Serving on the University Writing Across the Curriculum committee’s advisory council, I have also had opportunities to work with faculty members from different disciplines. Together we discussed and established criteria for writing-intensive general education courses. These collaborative efforts initiated conversations about how to improve the teaching of writing on our campus.  

My scholarly work in comparative/cultural rhetoric, feminist rhetoric and historiography, and transnational rhetorical studies has appeared in such journals as Advances in the History of Rhetoric, College Composition and Communication, College English, Rhetoric Review, and Rhetoric Society Quarterly. Currently, I serve on both the executive committee for the Conference on College Composition and Communication and the advisory board for the Coalition of Feminist Scholars in the History of Rhetoric and Composition — two national professional organizations in rhetoric and writing studies. I also serve on the editorial board of the rhetorical journal Peitho and as a manuscript reviewer for other leading scholarly journals in the discipline.

In these positions, I bring my research/teaching experience as a transnational scholar to bear on disciplinary conversations about language and literacy education and conditions for learning and teaching writing. I mentor women graduate students and emerging scholars in their research and writing. I work with colleagues from different universities across the nation to envision new directions in the teaching of writing that encourage diverse language and literacy practices and engage various communities across disciplinary, cultural, and geopolitical boundaries.

Q: How do you involve or impact students, both graduate and undergraduate, in your research work and projects?

A: As a scholar/teacher, I strive to integrate my research and scholarship into curriculum development. In undergraduate writing courses and graduate courses in rhetorical traditions, feminist rhetoric, and writing pedagogy, I have seen to it that students learn not only the “what” but also the “how-to.” It is my belief that the knowledge students acquire in the classroom needs to be “knowledge-in-action” so as to allow them to participate in curricular conversations that matter to them.

As a teacher, I see my job as creating opportunities for students to practice what they learned in both the classroom and real professional situations. For that reason, I encouraged graduate students in my classes to propose for national professional conferences in the discipline. I provided feedback to their proposals and presented with them on a panel as a respondent.

In the past few years, two graduate students were invited to present their papers at the Conference on College Composition and Communication — a major national conference in the profession; seven graduate students who took my seminar on women’s rhetoric were invited to present their work at the 2013 Biennial Feminisms and Rhetorics Conference held at Stanford University.
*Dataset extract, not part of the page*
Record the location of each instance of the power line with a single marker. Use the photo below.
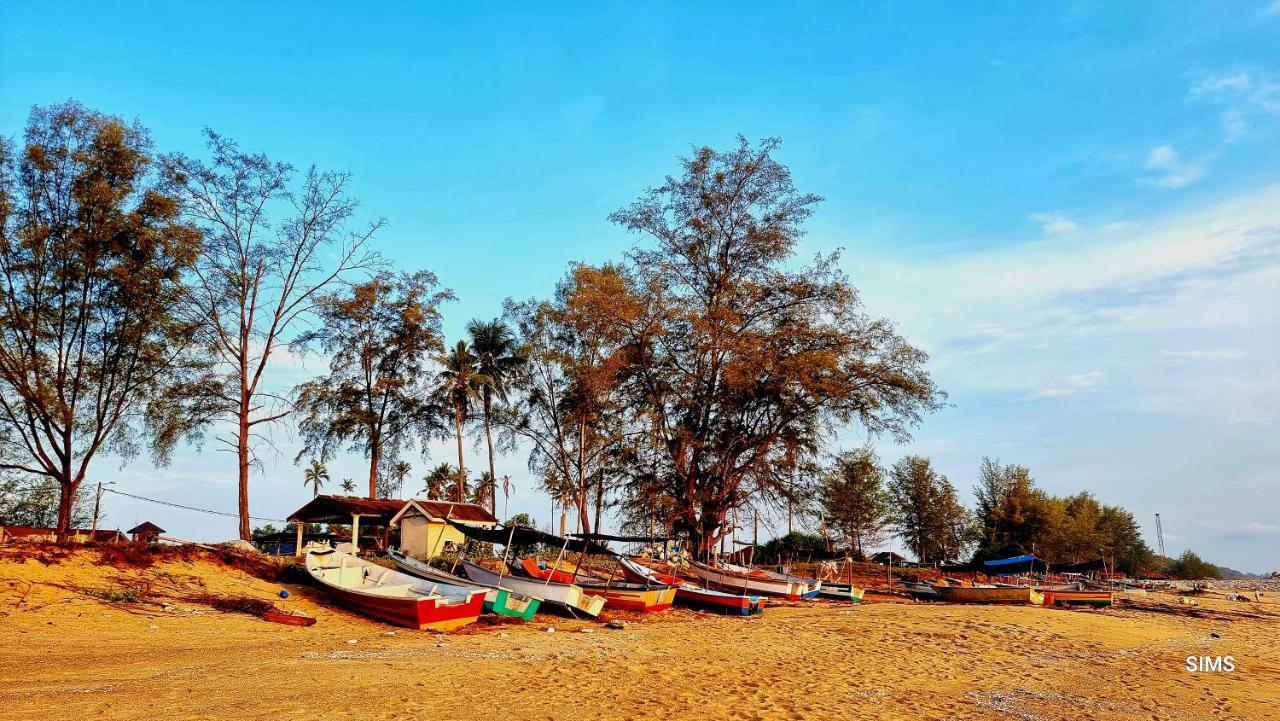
(187, 507)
Such opportunities have allowed students to take part in and practice scholarly work and learn how to join the on-going conversations that are important in the field they are entering.

Many students I worked with have become scholars and teachers of writing themselves, serving the communities in and beyond California’s Central Valley. Many of them have inspired and taught me to be a better teacher.

Q: What are your other research interests?

A: I hope to return to a project I started earlier but haven’t had time to pursue further. Six years ago, I read the papers of James and Grace Lee Boggs in the Archives of Labor and Urban Affairs curated in the Ruther Library at the Wayne State University. I was also fortunate to meet the legendary philosopher and social activist Grace Lee Boggs and interview her about her writing and activist work in African American communities in Detroit. The subject of that conversation has become even more important now because the life-long work of Grace and James Lee Boggs can teach us a great deal about reading, writing, teaching, being and living in and across different communities in today’s world.